# Tanja Szewczenko erwartet ein Baby!



## Mandalorianer (26 Okt. 2010)

*Tanja Szewczenko Sie erwartet ein Baby! 
​*
Jetzt wurde das süße Geheimnis gelüftet: Ex-Kufenstar Tanja Szewczenko und ihr Freund, der Eiskunstläufer Norman Jeschke, erwarten ein Baby. *Die schöne Blondine ist im sechsten Monat. *

Ob das Baby mit Kufen geboren wird?  Wenn sich das Talent von Mama und Papa vererbt, auf jeden Fall! Ex-Eiskunstläuferin und Schauspielerin Tanja Szewczenko und ihr Freund, der Eiskunstläufer Norman Jeschke (31), erwarten Nachwuchs. Das süße Babygeheimnis lüfteten sie jetzt bei der Musicalpremiere von „We Will Rock You“. „Ich bin im sechsten Monat schwanger und superglücklich“, sagte die 33-Jährige gegenüber dem Kölner „Express“. Für sie ist es das erste Kind.

Das Paar hatte sich bei einem Dreh für die RTL-Soap „Alles was zählt“ kennengelernt, in der Szewczenko von 2006 bis 2009 eine Eiskunstläuferin spielte. Und der Babywunsch stand schon Ende 2009 fest: „In einem Punkt sind wir uns schon mal einig. Wir hätten gerne ein Mädchen“, sagte Tanja Szewczenko damals. Aus Liebe zu Kindern schrieb sie mit ihrem Norman sogar ein Kinderbuch („Kiki Kufenflitzer“). Dann steht die Bettlektüre für den künftigen Kufenstar ja schon mal fest ...

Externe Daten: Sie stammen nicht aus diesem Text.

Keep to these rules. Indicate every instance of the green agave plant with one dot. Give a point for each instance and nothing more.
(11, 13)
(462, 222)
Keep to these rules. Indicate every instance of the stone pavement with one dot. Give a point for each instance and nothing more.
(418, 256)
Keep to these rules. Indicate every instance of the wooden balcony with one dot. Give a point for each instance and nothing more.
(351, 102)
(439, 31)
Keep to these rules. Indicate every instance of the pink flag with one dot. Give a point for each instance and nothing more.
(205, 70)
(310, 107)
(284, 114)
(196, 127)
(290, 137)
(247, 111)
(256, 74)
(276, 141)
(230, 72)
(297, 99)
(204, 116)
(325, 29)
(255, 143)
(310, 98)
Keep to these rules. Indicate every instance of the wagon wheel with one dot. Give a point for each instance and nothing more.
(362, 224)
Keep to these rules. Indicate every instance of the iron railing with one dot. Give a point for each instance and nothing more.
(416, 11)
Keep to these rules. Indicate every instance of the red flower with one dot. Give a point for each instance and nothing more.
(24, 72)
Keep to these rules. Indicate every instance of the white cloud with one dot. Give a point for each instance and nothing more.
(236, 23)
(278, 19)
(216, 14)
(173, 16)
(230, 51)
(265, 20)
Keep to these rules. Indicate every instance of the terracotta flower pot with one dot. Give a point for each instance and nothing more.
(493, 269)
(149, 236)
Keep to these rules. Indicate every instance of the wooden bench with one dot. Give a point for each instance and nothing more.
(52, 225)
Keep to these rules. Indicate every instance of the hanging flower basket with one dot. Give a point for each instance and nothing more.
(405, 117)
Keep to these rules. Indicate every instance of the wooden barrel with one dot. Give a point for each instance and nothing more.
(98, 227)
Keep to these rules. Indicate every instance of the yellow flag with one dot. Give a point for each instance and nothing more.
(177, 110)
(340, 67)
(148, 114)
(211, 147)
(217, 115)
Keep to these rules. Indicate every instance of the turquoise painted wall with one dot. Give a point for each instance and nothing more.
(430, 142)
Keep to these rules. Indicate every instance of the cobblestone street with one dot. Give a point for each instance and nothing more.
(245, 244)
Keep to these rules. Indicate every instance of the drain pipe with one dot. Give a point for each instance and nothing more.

*Da sagen wir mal Herzlichen Glückwunsch Tanja 

Gruss Gollum*


----------



## Punisher (26 Okt. 2010)

entsprechende Bilder gab die Tage schon hier


----------



## Q (27 Okt. 2010)

Danke für die Info Gollum!


----------



## Rumpelmucke (27 Okt. 2010)

Na und? Singa Gätgens isses auch  Noch würde ich kein Vermögen drauf setzen, aber immerhin einige Zehner


----------



## Max100 (28 Okt. 2010)

Punisher schrieb:


> entsprechende Bilder gab die Tage schon hier



die müssen mir entgangen sein, hilf mir bitte mit nem Link?

http://www.celebboard.net/deutsche-...-musical-we-will-rock-you-10-21-2010-28x.html


----------



## Q (28 Okt. 2010)

Max100 schrieb:


> die müssen mir entgangen sein, hilf mir bitte mit nem Link?




der richtige Link wäre wohl die "Suche" 
aber biddeschön:

http://www.celebboard.net/deutsche-...-musical-we-will-rock-you-10-21-2010-28x.html


----------



## Max100 (28 Okt. 2010)

Q schrieb:


> der richtige Link wäre wohl die "Suche"
> aber biddeschön:
> 
> http://www.celebboard.net/deutsche-...-musical-we-will-rock-you-10-21-2010-28x.html



danke, hatte aber den Suche-Rat befolgt und gefunden


----------



## bundy78 (24 Apr. 2013)

Danke für die Info!


----------